Quando la violenza si nasconde in famiglia

di  Clara Cecchi

 

Avere a che fare con una donna che subisce violenza familiare è sconvolgente: apre le porte di un mondo nascosto che non è facile nemmeno immaginare.

La prima cosa che viene da chiedere è perché: perché accettare questa situazione senza reagire, perché nascondere, perché non voler coinvolgere altri familiari, perché non voler chiedere aiuto, denunciare. Le risposte sono sempre le stesse: vergogna, paura di non saper affrontare la vita da sola, mancata indipendenza economica, desiderio di protezione verso figli anche adulti, se ci sono, che è meglio lasciare al di fuori. Il peggiore di tutti è un contorto senso di colpa per cui la donna quasi inconsapevolmente arriva a pensare che se lui si comporta così, forse significa che lei non ha fatto abbastanza, che se lo merita…

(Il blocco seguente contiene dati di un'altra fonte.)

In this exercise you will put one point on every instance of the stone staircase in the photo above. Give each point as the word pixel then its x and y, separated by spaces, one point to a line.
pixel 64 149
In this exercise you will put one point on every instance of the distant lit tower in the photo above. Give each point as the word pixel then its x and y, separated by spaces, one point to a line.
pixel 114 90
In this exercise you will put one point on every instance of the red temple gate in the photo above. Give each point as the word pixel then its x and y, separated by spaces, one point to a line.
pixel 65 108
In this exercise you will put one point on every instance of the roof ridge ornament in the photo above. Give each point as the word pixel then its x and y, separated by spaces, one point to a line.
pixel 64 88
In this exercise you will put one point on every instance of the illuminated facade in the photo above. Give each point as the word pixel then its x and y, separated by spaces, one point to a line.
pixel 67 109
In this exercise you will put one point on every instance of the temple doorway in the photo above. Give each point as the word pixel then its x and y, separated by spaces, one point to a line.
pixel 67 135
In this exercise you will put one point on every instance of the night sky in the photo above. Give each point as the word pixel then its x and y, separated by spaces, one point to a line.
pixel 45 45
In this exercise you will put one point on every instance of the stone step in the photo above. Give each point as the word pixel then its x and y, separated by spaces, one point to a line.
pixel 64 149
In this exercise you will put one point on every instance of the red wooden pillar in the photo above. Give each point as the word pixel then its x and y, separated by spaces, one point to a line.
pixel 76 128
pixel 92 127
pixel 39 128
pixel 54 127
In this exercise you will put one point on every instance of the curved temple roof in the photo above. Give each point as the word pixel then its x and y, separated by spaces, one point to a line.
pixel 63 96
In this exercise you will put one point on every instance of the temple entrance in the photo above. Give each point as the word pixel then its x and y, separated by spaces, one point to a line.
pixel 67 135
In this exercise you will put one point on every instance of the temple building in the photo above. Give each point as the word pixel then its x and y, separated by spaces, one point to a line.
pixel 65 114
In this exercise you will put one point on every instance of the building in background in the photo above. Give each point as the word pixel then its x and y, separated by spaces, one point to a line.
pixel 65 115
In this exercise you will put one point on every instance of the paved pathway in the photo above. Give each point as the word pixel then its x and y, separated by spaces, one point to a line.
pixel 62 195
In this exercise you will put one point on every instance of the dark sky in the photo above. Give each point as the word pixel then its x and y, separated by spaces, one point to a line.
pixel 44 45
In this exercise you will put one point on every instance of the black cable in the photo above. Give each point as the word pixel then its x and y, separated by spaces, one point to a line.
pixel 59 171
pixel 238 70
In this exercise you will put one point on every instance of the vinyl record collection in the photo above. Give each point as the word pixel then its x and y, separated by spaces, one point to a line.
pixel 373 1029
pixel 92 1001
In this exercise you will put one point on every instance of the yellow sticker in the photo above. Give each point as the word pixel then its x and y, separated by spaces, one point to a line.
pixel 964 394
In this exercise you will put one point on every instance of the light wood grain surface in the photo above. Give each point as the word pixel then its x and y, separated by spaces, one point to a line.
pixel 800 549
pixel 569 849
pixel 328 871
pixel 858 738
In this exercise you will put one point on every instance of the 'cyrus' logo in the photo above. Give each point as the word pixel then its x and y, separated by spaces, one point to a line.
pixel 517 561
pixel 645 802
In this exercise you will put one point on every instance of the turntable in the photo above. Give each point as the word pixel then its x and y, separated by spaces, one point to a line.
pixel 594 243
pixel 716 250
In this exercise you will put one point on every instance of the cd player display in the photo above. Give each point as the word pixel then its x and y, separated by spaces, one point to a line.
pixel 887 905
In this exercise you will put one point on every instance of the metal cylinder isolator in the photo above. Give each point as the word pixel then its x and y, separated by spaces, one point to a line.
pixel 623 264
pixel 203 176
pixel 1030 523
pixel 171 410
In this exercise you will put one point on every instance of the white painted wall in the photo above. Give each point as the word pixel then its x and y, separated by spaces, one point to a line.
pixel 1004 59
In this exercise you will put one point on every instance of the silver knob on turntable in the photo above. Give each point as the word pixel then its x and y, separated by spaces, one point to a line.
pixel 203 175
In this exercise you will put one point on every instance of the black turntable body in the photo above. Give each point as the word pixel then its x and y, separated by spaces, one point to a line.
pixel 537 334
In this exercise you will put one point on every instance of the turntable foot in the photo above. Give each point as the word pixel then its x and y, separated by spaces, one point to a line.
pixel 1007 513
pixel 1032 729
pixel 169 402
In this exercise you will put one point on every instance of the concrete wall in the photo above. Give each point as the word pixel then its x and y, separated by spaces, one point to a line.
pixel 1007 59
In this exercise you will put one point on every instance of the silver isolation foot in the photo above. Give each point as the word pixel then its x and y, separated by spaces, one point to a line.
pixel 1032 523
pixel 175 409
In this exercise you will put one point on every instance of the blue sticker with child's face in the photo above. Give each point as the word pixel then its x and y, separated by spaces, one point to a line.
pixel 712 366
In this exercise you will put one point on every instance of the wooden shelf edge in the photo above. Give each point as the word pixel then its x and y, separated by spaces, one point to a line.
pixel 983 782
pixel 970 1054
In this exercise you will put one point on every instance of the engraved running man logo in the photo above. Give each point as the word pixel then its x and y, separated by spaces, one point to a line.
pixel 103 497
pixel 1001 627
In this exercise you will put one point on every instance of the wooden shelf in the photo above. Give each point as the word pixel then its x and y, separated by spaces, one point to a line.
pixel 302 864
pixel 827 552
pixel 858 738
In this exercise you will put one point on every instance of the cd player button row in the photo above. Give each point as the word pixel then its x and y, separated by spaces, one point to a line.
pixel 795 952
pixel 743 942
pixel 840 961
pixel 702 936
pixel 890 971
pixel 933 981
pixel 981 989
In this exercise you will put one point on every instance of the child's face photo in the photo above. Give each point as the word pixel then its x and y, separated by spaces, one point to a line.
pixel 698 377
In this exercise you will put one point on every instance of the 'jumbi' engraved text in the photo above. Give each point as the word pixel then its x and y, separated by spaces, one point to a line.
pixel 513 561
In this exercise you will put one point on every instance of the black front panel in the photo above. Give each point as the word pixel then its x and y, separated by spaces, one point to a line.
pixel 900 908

Una donna matura, intelligente, capace, con studi decorosi alle spalle, intellettualmente vivace, mi dice che ogni volta che il marito entra in casa ha il desiderio di annullarsi, di farsi trasparente, nell’illusione che lui non la noti e la lasci in pace, quando invece il motivo scatenante può essere qualunque, il più stupido e banale.

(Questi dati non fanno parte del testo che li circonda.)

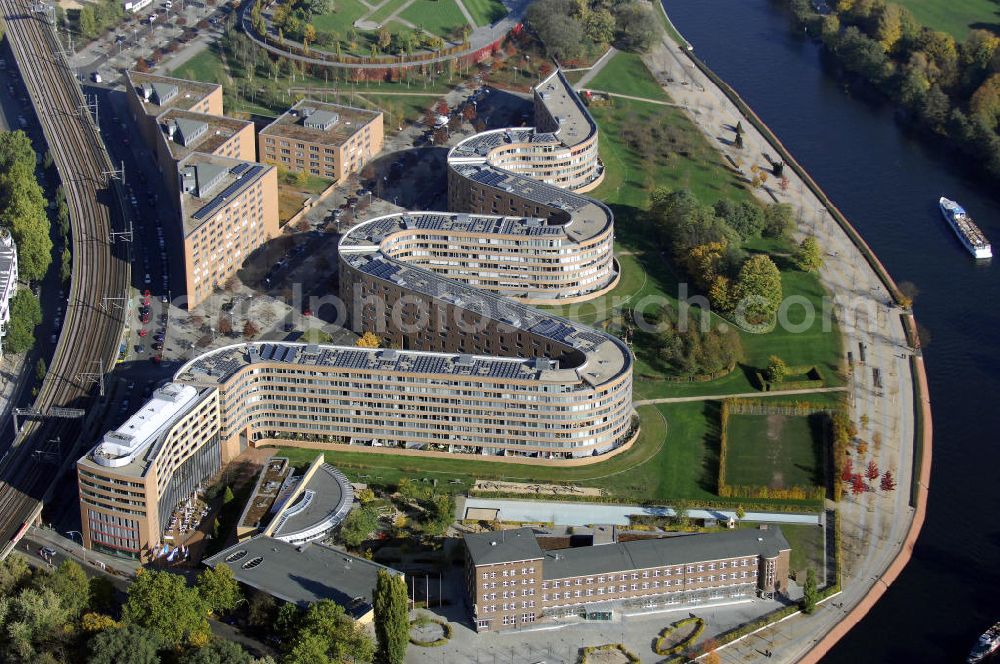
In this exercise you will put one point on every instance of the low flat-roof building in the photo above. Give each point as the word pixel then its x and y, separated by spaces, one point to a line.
pixel 228 208
pixel 304 574
pixel 182 133
pixel 654 573
pixel 150 95
pixel 8 280
pixel 296 508
pixel 328 140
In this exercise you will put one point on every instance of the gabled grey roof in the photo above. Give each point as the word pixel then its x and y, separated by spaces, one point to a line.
pixel 503 547
pixel 678 550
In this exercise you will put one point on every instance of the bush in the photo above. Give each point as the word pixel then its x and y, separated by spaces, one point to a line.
pixel 689 640
pixel 445 626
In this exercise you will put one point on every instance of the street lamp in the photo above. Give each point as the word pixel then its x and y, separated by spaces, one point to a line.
pixel 83 549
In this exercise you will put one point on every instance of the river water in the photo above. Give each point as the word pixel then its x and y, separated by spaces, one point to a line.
pixel 888 183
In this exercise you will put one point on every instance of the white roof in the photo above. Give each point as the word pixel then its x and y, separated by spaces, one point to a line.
pixel 121 446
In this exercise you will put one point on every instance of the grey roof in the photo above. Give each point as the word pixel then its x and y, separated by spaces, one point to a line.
pixel 677 550
pixel 325 502
pixel 303 574
pixel 505 546
pixel 190 130
pixel 321 119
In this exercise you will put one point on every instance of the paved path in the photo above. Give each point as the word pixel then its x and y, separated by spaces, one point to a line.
pixel 596 68
pixel 874 525
pixel 564 513
pixel 742 395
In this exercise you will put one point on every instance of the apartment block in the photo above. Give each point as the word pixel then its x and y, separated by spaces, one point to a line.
pixel 512 582
pixel 182 133
pixel 131 481
pixel 150 95
pixel 326 140
pixel 228 208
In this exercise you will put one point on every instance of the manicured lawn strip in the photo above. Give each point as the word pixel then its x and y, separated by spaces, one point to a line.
pixel 385 11
pixel 626 74
pixel 341 19
pixel 792 457
pixel 485 12
pixel 441 17
pixel 956 16
pixel 662 465
pixel 207 66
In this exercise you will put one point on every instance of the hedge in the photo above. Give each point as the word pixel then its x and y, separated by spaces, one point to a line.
pixel 445 626
pixel 629 655
pixel 688 641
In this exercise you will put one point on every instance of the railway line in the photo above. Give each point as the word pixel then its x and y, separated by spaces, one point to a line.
pixel 95 310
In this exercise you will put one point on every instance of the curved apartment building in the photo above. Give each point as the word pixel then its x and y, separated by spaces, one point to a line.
pixel 472 369
pixel 533 174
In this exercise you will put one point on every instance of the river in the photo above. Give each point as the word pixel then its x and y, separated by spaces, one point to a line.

Le chiedo se è consapevole che non è colpa sua, che lei non ha fatto assolutamente niente e che comunque la violenza è sempre inaccettabile, che può annullarsi quanto vuole ma il problema è il marito, la sua follia che scatta senza preavviso in qualsiasi momento e non può essere tenuta sotto controllo. Le chiedo perché rischiare ogni giorno fino a trovarsi il coltello puntato alla gola, le chiedo perché nascondere i lividi di schiaffi, pugni e calci, le chiedo se sa che ogni volta il rischio della vita è sempre maggiore…la risposta è che lo sa benissimo, ma per ora non vede alternative. E torna a dormire nel suo letto ogni volta con la paura di non svegliarsi la mattina dopo.
Mi scoppia il cuore dalla rabbia e dall’angoscia a sentire queste parole. La scongiuro di rivolgersi a un centro apposito, di parlare con i figli adulti e chiedere il loro aiuto, mi risponde che lui è un grande manipolatore, se lo facesse magari finirebbero per non crederla e scoppierebbe un dramma familiare: la va screditando anche verso di loro. Oltre alle violenze fisiche quelle verbali sono all’ordine del giorno: sei una nullità, uno zero, un essere inutile, se ti ammazzassi farei un piacere al mondo intero e così via… il desiderio feroce, perverso e malato di annullare completamente una persona sembra inarrestabile, come purtroppo la rassegnazione a farsi annullare.
Nel tentativo di scongiurare il peggio cerco di farmi promettere che metterà i figli di fronte alle loro responsabilità, avverto che le manderò io stessa la polizia a casa se riceverò un’altra richiesta di aiuto. E’ una realtà che mi lascia impotente come poche volte nella vita.
Questa drammatica esperienza mi induce a riflessioni di carattere più generale: che tipo di amore, di affetto può essere quello che fa accettare violenze e prevaricazioni da parte del partner? Si crea un rapporto non alla pari, un rapporto dove uno dispone e l’altro accetta, un rapporto dove continuamente uno fa e disfa e l’altro subisce, fisicamente e psicologicamente, perché anche la sola sopraffazione psicologica può essere comunque molto dolorosa e arrivare a rovinare la vita, in nome di un malinterpretato senso dell’amore e dell’affetto. Che amore e affetto può esserci senza rispetto né condivisione, senza considerazione, senza stima? Solo un sentimento di dipendenza, malato da entrambe le parti.

Dovrebbe bastare solo questo, senza bisogno di arrivare alla violenza fisica, per far decidere che un “amore” così non merita di essere salvato.